Nopony moved. Finally, an unenthusiastic Scootaloo spoke up.
She sighed. "Fine..." She lethargically agreed.
"Fuck yeah!" Pinkie exclaimed, doing a little celebratory dance to compliment her enthusiasm.
Pinkie went off telling her story, while also masturbating furiously to how awesometasticly amazing the story she was about to tell was. It started back where Pinkie grew up: the rock farm. Pinkie always hated that place more and more every time she looked back on it. It was so many years of unhappiness, loneliness, and boredom that kept her from being how she is today.
The day Pinkie lost her virginity was the day that her father and mother decided to have the children move all the rocks from the east field to the south field. It was a boring, monotonous, and gay as fuck task that nopony wanted to do. 16 out of 19 of Pinkie's siblings killed themselves because of how gay of a task it was.
Pinkie, Inkie, Blinkie, and Clyde started to do their job while their parents sat back and masturbated violently to the PGA masters tournament. Pinkie and the others worked hard to complete the large task at hoof. However, their efforts were cut a little short when Clyde tried to propose to his sister, Inkie, with a rock ring. She wasn't impressed at all, and threw a bucket of cum at him. Clyde drowned in the massive amount of cum that he was subjected to, and no one attended his funeral.

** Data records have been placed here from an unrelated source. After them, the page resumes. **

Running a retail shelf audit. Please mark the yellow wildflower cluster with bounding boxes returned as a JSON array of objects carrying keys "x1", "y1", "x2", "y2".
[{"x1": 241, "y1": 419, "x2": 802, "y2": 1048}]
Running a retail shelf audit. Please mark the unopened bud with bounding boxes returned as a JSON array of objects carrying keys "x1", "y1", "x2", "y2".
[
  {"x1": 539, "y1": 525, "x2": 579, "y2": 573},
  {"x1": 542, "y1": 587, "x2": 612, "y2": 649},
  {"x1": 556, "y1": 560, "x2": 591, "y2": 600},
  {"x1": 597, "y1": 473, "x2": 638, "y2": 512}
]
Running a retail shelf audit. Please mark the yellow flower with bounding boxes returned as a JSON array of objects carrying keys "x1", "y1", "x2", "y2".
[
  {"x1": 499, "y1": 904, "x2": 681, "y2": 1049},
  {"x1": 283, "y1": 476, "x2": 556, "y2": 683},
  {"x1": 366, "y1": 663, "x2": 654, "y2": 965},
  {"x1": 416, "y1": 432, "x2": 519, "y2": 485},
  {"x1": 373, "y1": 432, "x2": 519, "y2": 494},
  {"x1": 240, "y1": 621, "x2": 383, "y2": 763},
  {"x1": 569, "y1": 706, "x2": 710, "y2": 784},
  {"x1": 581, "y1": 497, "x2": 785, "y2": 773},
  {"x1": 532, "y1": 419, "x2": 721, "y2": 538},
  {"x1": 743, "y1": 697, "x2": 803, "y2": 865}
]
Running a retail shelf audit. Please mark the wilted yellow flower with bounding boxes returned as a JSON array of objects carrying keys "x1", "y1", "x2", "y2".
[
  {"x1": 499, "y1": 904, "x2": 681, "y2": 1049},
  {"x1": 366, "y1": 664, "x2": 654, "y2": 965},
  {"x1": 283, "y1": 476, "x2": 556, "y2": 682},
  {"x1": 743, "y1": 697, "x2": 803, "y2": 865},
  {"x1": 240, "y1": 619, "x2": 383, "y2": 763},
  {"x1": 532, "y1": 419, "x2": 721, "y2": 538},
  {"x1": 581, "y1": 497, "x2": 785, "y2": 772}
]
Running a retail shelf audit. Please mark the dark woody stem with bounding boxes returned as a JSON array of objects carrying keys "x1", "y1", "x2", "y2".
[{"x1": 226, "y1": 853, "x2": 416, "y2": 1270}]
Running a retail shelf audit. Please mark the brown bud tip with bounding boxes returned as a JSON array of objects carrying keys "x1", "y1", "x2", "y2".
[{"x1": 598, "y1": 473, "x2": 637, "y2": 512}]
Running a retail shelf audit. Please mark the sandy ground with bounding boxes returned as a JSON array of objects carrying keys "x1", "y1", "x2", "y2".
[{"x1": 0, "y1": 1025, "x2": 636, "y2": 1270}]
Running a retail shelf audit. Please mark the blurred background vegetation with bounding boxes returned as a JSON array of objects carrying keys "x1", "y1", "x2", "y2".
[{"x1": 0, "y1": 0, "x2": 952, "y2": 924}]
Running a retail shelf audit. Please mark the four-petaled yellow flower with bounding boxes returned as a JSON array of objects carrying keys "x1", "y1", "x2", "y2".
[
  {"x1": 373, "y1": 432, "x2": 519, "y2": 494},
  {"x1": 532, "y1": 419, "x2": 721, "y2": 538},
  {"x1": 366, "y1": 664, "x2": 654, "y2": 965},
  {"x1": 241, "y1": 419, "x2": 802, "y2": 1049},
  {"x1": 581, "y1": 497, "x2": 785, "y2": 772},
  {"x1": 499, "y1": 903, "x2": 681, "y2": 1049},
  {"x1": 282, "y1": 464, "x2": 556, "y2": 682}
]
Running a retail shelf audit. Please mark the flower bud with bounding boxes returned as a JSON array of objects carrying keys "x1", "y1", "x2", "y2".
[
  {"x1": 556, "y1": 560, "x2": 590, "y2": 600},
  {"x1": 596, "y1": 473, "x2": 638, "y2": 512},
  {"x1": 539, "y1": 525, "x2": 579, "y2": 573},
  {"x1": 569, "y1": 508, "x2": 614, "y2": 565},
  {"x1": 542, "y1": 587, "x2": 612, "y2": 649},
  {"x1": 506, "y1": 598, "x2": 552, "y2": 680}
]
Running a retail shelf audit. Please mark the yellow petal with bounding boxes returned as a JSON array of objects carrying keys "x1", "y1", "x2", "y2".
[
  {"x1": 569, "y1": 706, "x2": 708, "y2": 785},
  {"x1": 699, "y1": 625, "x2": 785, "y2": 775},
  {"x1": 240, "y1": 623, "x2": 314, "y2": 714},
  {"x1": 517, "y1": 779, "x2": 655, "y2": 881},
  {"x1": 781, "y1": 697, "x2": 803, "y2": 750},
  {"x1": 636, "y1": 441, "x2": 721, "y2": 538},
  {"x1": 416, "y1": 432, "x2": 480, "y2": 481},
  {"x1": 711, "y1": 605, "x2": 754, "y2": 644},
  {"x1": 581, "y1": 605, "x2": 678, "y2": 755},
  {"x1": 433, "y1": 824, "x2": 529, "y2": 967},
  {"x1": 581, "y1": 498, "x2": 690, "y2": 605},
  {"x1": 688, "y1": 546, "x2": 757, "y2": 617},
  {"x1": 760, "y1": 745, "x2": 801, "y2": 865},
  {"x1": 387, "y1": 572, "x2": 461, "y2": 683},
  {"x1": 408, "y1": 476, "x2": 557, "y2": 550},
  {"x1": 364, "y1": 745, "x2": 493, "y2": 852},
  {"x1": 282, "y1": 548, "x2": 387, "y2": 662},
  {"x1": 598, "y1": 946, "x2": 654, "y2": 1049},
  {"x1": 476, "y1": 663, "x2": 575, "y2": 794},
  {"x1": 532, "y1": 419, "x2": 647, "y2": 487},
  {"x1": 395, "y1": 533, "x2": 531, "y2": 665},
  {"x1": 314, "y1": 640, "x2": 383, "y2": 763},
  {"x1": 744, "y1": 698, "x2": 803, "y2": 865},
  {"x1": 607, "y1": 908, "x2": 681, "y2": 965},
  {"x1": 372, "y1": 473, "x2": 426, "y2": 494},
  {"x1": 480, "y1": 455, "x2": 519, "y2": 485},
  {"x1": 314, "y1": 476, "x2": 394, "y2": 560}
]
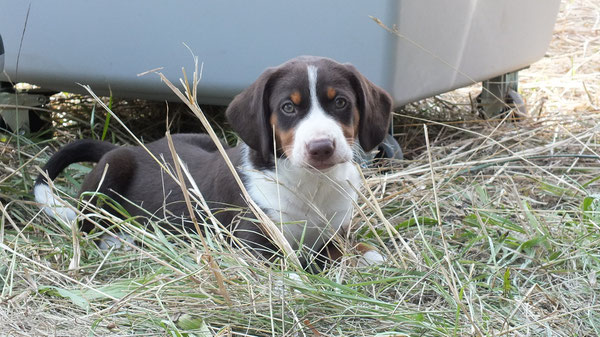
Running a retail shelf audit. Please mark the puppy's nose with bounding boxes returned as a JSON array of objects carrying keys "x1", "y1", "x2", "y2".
[{"x1": 306, "y1": 139, "x2": 335, "y2": 161}]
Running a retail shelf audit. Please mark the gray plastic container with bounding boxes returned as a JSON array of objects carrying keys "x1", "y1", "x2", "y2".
[{"x1": 0, "y1": 0, "x2": 560, "y2": 105}]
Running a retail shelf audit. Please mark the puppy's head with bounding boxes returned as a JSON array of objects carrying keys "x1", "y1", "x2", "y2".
[{"x1": 226, "y1": 56, "x2": 392, "y2": 169}]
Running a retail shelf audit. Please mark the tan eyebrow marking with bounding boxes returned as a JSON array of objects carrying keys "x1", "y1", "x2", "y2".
[
  {"x1": 290, "y1": 90, "x2": 302, "y2": 105},
  {"x1": 327, "y1": 87, "x2": 336, "y2": 99}
]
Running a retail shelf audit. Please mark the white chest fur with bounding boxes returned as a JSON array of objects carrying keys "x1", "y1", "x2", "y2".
[{"x1": 244, "y1": 147, "x2": 361, "y2": 249}]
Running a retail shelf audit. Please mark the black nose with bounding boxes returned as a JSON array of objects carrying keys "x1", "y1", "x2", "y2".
[{"x1": 306, "y1": 139, "x2": 335, "y2": 161}]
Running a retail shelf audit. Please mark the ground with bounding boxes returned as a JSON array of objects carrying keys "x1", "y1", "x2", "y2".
[{"x1": 0, "y1": 0, "x2": 600, "y2": 336}]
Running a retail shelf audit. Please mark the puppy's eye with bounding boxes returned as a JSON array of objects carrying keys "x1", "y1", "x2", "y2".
[
  {"x1": 281, "y1": 102, "x2": 296, "y2": 114},
  {"x1": 335, "y1": 97, "x2": 348, "y2": 109}
]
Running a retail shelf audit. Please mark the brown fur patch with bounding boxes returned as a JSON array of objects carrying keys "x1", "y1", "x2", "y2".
[
  {"x1": 340, "y1": 109, "x2": 360, "y2": 144},
  {"x1": 290, "y1": 90, "x2": 302, "y2": 105},
  {"x1": 327, "y1": 87, "x2": 337, "y2": 99},
  {"x1": 270, "y1": 114, "x2": 295, "y2": 158}
]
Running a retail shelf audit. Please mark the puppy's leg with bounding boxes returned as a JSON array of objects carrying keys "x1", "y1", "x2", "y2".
[{"x1": 319, "y1": 240, "x2": 386, "y2": 266}]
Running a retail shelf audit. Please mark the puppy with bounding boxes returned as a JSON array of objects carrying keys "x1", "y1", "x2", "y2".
[{"x1": 34, "y1": 56, "x2": 392, "y2": 270}]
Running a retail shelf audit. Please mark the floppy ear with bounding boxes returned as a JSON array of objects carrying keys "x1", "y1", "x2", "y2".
[
  {"x1": 225, "y1": 68, "x2": 276, "y2": 158},
  {"x1": 346, "y1": 64, "x2": 392, "y2": 151}
]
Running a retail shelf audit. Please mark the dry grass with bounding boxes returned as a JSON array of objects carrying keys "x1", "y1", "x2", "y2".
[{"x1": 0, "y1": 0, "x2": 600, "y2": 336}]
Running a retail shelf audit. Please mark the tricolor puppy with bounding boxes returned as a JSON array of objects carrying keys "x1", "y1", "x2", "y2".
[{"x1": 34, "y1": 57, "x2": 392, "y2": 270}]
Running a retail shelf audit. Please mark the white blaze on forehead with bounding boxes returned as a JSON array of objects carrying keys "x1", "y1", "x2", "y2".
[
  {"x1": 308, "y1": 66, "x2": 321, "y2": 110},
  {"x1": 289, "y1": 65, "x2": 352, "y2": 166}
]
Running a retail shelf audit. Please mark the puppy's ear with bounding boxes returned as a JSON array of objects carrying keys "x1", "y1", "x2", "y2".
[
  {"x1": 345, "y1": 64, "x2": 392, "y2": 151},
  {"x1": 225, "y1": 68, "x2": 277, "y2": 159}
]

Pinkie pushed a lonesome rock into a pile of its acquaintances. She sighed. Without Bernino, Abagail, Paco, Maria, Olga, Jean, Jeff, Machovario, Inglip, Dainbow Rash, Sabrina, Jeremiah, Charlie, Mary-Kate, Ashley, Winslow, and now Clyde; Pinkie's life on the farm was going to be all too impossible for her to hang on to the dying motivation she had inside of her. Pinkie already formulated her plans for later as she stood in front of a rock pile. She was going to mix some ammonia and bleach and inhale deeply. Perfect. However, Pinkie heard a loud explosion that jumbled her thoughts and shook her whole body. She looked up to see a Rainbow shockwave followed by the absolute, most vivid Rainbow ever witnessed by pony eyes.
As the rainbow shockwave passed Pinkie by, it sent waves of cool wind through her mane and tail, poofing them out. It was kind of like a hair erection, also known as a hairection. Pinkie looked up at the bright, shining rainbow before her, with her hairection in full swing, and smiled for the first time in her filly life. Her eyes shone as she smiled wider and wider with each second she stared at that rainbow.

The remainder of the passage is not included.